Accountability for managing operational risks rests particularly with the heads of business units. The benefits of efficiently managing operational risks include maintaining superior quality standards, eliminating undesirable surprises, the early identification of problem issues and being prepared for emergencies if they happen.

5.3 Project risk

Project risks are risks associated with projects that are of a specific, normally short-term nature and are frequently associated with acquisitions, change management and integration projects. An effective strategy for managing project risks is to develop a set of key criteria to manage the significant risks that are common within most projects. This approach assists project managers with the identification of the risks inherent in individual projects.

Project sponsors are accountable for the achievement of project deliverables and outcomes. However, specific risks associated with project management are normally delegated to project managers for their attention. Included among the benefits of efficiently managing project risks are the avoidance of unexpected time and cost overruns. Additionally, when project risks are well managed there are fewer integration problems with assimilating required changes back into general management functions.

6 Responsibilities

6.1 The Board

The Board is ultimately responsible for risk management in the AirXpanders group and for communicating the requirements of this policy.

The Board must satisfy itself that significant risks faced by the AirXpanders group are being managed appropriately and that the system of risk management within AirXpanders is robust enough to respond to changes in its business environment. The Board will also ensure that there is an appropriate organisation and reporting structure in place to support the delivery of this policy on an ongoing basis.

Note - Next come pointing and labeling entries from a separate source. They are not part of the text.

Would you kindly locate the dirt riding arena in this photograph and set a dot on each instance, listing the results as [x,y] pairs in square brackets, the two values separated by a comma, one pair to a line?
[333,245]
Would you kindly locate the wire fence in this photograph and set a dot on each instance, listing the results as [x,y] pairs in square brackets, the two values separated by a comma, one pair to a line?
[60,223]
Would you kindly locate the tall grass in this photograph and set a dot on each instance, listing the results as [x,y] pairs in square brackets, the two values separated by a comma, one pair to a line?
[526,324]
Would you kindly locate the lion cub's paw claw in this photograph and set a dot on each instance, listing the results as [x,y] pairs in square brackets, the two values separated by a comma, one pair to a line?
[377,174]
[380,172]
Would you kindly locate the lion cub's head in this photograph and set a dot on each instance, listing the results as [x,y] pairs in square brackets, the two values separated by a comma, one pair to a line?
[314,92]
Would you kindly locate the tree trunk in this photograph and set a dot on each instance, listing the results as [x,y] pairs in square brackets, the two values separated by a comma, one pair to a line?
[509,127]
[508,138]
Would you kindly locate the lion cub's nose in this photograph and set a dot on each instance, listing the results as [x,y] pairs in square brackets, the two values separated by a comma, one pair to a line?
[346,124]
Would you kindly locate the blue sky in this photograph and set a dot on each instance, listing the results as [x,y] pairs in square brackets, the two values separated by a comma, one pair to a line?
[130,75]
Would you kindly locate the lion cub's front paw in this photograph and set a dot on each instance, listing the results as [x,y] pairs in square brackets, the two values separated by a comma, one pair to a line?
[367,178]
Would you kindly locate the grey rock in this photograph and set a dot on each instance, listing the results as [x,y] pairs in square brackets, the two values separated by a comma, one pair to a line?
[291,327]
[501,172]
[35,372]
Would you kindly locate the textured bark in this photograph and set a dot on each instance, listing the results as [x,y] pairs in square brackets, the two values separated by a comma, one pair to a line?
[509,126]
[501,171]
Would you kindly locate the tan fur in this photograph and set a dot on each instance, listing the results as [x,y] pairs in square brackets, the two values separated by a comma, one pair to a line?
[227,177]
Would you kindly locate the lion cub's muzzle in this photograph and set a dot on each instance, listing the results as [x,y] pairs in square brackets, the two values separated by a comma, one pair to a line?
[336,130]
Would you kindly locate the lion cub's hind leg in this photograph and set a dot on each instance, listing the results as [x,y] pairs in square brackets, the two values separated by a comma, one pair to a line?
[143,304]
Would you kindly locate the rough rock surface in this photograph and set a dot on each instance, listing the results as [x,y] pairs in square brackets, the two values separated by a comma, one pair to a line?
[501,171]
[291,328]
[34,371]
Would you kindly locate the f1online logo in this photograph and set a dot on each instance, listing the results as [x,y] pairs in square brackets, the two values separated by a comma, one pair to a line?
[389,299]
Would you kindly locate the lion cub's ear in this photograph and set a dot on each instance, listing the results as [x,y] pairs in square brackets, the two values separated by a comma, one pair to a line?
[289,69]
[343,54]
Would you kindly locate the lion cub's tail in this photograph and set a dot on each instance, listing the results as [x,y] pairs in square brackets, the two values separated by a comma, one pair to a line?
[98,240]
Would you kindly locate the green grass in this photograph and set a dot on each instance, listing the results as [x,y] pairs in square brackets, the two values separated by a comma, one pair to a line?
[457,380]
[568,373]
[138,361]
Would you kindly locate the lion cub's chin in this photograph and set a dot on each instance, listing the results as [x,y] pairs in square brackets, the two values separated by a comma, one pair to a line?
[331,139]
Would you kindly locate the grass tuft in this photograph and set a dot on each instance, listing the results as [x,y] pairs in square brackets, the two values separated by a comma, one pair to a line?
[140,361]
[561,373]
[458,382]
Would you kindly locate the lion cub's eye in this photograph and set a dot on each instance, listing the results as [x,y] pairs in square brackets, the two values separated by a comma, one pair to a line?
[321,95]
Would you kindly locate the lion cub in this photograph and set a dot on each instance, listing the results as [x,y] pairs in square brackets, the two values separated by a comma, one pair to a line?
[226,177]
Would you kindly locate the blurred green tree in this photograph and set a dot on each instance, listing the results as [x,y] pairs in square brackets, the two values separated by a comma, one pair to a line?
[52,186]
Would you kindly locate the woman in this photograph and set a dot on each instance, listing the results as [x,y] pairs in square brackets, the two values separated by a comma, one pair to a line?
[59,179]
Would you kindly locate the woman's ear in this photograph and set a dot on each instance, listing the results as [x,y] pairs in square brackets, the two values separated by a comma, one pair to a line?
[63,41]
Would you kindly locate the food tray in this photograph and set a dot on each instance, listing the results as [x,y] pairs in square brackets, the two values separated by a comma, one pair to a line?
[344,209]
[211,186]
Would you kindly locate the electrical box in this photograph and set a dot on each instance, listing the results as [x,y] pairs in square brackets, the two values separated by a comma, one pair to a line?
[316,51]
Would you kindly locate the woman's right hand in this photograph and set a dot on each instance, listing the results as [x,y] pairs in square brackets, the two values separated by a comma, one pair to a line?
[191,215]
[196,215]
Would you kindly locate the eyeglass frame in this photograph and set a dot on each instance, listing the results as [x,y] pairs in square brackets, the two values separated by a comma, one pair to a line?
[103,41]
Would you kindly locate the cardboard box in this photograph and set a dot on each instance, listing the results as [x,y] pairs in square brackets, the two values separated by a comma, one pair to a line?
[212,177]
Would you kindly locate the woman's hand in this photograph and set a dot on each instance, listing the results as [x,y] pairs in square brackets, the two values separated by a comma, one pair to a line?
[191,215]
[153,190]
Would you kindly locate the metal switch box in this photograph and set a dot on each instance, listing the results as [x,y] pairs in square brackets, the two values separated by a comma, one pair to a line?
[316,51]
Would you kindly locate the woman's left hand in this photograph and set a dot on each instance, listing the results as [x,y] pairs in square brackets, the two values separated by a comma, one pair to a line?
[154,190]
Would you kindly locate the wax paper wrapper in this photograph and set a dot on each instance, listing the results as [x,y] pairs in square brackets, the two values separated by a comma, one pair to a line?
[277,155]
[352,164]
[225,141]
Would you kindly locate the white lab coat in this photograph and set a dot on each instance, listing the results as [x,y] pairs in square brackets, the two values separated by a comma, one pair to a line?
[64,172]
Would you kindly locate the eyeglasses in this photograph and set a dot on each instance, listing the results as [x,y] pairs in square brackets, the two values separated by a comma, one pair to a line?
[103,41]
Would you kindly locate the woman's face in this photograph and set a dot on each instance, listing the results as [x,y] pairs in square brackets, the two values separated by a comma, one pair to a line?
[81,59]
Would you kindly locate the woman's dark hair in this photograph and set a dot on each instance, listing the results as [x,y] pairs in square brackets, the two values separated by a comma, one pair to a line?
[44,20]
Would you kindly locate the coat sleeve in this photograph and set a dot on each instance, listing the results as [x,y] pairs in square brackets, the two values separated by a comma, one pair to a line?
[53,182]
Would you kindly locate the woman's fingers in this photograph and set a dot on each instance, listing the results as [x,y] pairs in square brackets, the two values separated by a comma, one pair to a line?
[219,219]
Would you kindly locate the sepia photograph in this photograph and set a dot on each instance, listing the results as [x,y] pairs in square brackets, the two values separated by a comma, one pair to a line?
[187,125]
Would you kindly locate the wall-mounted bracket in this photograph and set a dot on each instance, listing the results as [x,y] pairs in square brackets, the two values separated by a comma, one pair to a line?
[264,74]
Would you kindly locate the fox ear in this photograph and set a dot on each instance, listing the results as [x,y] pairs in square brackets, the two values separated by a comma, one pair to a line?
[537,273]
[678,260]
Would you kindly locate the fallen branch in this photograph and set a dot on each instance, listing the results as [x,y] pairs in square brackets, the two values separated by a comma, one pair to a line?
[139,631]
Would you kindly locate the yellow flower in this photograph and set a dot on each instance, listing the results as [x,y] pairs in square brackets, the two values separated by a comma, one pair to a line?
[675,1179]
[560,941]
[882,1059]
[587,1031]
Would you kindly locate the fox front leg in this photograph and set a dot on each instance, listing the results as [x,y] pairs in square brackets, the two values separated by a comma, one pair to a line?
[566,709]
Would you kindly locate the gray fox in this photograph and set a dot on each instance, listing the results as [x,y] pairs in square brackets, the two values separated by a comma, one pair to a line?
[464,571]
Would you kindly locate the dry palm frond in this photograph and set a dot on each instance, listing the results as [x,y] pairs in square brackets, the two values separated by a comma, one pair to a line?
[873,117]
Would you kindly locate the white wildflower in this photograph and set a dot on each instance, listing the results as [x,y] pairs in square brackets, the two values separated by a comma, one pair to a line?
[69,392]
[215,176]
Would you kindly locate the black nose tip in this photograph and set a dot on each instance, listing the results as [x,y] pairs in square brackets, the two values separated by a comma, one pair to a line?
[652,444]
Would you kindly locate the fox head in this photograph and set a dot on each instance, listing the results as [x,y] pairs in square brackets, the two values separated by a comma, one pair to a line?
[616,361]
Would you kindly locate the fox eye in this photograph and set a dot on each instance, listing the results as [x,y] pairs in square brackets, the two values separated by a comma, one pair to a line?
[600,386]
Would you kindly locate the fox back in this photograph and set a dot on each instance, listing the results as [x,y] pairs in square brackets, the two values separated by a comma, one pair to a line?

6.2 Audit and Risk Committee

The Audit and Risk Committee will have responsibilities in relation to risk management as set out in the Audit and Risk Committee Charter.

6.3 Business units

Each business unit is responsible for the identification, assessment, control, reporting and ongoing monitoring of risks within its own responsibility. Business units are responsible for implementing the requirements of this policy and for providing assurance to the Board that they have done so. The business unit, where considered appropriate, may enhance its o wn organisational structure provided that such enhancements further assist the achievement of the objectives of this policy.

6.4 Management

Management is responsible for identifying and evaluating risks within their area of responsibility, implementing agreed actions to manage risk and for reporting as well as monitoring any activity or circumstance that may give rise to new or changed risks.

6.5 Employees

All employees have a general duty of care and are responsible for complying with requests from management in connection with the application of this policy. Through appropriate preventative action, all reasonable care should be taken to manage events that have the potential to prevent AirXpanders from achieving its objectives and to ensure that AirXpanders’ operations, assets and reputation are safeguarded.

7 Further information

Any person who has questions about this policy, or who requires further information, should contact the Chief Executive Officer.

8 Review of this policy

This policy may be amended by the Board of Directors.Approved by the Board of Directors of AirXpanders, Inc.